Consider this simple biconnected graph (graph without articulation points):
import networkx as nx
G = nx.diamond_graph()
nx.draw(G, with_labels=True)
I want to find out what two pairs of nodes when removed from the graph will cause the graph to split. For example removing nodes 1 and 2 from this graph will cause the graph to have 2 components: node 3 and node 0). For this I am removing the combination of nodes one by one and counting the number of components left in the graph.
from itertools import combinations
breaking_combinations = []
combos = combinations(G.nodes(), 2)
for combo in combos:
G_copy = G.copy()
init_num_components = nx.number_connected_components(G_copy)
G_copy.remove_nodes_from(combo)
num_components_after_combo_removed = nx.number_connected_components(G_copy)
if num_components_after_combo_removed > init_num_components:
breaking_combinations.append(combo)
print(breaking_combinations)
The logic works fine and I am getting the expected results: (1, 2)
in this example. But this process is so slow on big graphs (~10,000 nodes) that it takes forever to find all combinations in the graph.
My question is: is there an efficient alternate approach I can use to achieve the same results - perhaps by using in-built networkx algorithms?
To expand on my comment above:
import networkx as nx
G = nx.diamond_graph()
solutions = []
for removed_node in G:
H = G.subgraph([node for node in G if node != removed_node]) # subgraph views are much faster to initialize than copies
solutions.extend([(removed_node, node) for node in nx.articulation_points(H)])
print(solutions)
# (1, 2), (2, 1)
I also did a little bit of testing. The results are encouraging.
import networkx as nx
from itertools import combinations
def find_articulation_pairs(G):
solutions = []
for removed_node in G:
H = G.subgraph([node for node in G if node != removed_node]) # subgraph views are much faster to initialize than copies
solutions.extend([(removed_node, node) for node in nx.articulation_points(H)])
return solutions
def find_articulation_pairs_baseline(G):
# the original approach with minor improvements
total_components = nx.number_connected_components(G) # no need to compute this number on each iteration
solutions = []
for removed_nodes in combinations(G, 2):
H = G.subgraph([node for node in G if node not in removed_nodes])

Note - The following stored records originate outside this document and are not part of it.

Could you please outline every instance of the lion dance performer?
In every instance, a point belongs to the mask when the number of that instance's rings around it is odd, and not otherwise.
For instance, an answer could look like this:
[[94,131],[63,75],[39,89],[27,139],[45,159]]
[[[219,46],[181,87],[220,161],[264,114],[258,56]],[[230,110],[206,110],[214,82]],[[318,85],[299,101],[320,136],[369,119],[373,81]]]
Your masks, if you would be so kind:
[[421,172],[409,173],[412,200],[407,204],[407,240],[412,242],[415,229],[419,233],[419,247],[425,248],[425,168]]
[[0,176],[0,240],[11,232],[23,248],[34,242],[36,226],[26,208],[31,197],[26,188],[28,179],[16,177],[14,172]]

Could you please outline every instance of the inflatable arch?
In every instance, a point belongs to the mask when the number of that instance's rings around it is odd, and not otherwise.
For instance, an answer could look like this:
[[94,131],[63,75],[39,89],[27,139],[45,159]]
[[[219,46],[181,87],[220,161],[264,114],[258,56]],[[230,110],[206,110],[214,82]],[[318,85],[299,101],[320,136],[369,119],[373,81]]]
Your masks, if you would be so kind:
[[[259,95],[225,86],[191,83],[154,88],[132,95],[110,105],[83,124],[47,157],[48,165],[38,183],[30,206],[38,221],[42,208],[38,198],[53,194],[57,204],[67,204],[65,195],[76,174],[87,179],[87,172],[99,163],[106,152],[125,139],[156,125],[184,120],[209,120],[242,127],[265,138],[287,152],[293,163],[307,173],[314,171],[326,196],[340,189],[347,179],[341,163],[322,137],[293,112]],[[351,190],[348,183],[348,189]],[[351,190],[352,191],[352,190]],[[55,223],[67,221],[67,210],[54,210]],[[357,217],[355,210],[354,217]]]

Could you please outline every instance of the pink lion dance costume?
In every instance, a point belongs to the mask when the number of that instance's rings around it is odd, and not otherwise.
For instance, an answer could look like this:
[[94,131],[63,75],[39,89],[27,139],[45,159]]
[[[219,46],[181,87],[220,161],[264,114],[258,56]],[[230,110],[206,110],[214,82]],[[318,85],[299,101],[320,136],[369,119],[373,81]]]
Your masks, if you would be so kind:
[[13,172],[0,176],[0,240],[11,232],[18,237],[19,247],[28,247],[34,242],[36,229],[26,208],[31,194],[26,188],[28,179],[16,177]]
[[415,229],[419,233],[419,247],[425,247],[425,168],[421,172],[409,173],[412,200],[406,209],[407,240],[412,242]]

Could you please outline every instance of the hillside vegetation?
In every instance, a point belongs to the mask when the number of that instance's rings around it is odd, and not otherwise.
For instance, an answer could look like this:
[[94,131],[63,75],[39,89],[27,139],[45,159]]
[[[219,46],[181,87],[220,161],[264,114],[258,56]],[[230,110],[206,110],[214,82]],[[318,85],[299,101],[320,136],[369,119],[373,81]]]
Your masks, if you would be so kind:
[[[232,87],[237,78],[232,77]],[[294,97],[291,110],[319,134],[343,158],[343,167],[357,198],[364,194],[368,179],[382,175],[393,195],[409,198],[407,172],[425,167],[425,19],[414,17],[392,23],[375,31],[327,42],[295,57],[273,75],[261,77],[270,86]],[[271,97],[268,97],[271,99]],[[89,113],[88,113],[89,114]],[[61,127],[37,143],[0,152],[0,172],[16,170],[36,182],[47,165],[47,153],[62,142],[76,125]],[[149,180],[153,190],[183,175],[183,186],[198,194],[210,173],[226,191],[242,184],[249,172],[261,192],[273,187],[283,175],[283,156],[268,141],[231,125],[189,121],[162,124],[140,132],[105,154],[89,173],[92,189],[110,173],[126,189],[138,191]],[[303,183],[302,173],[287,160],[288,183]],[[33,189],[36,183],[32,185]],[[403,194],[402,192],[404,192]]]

if nx.number_connected_components(H) > total_components:
solutions.append(removed_nodes)
return solutions
def test_correctness():
G = nx.diamond_graph()
print(find_articulation_pairs(G))
print(find_articulation_pairs_baseline(G))
def test_running_time():
import time
# large random graph
G = nx.erdos_renyi_graph(100, 0.1)
# largest biconnected subgraph
H = G.subgraph(max(nx.biconnected_components(G), key=len))
tic = time.time()
_ = find_articulation_pairs(H)
toc = time.time()
_ = find_articulation_pairs_baseline(H)
tac = time.time()
print(f"Baseline time: {tac-toc:.2f}")
print(f"Improved time: {toc-tic:.2f}")
if __name__ == "__main__":
test_correctness()
test_running_time()
Running the script results in the following output:
[(1, 2), (2, 1)]
[(1, 2)]
Baseline time: 14.72
Improved time: 0.44
Both approaches are trivial to parallelize, so depending on the number of available cores, there is another speed-up of factor 4-12 to achieve.
Some back of the envelope calculations suggest that for 10k nodes, the running time of my improved approach (on my machine without parallelization) would still be around 2 days, so such parallelization is probably not optional but a must.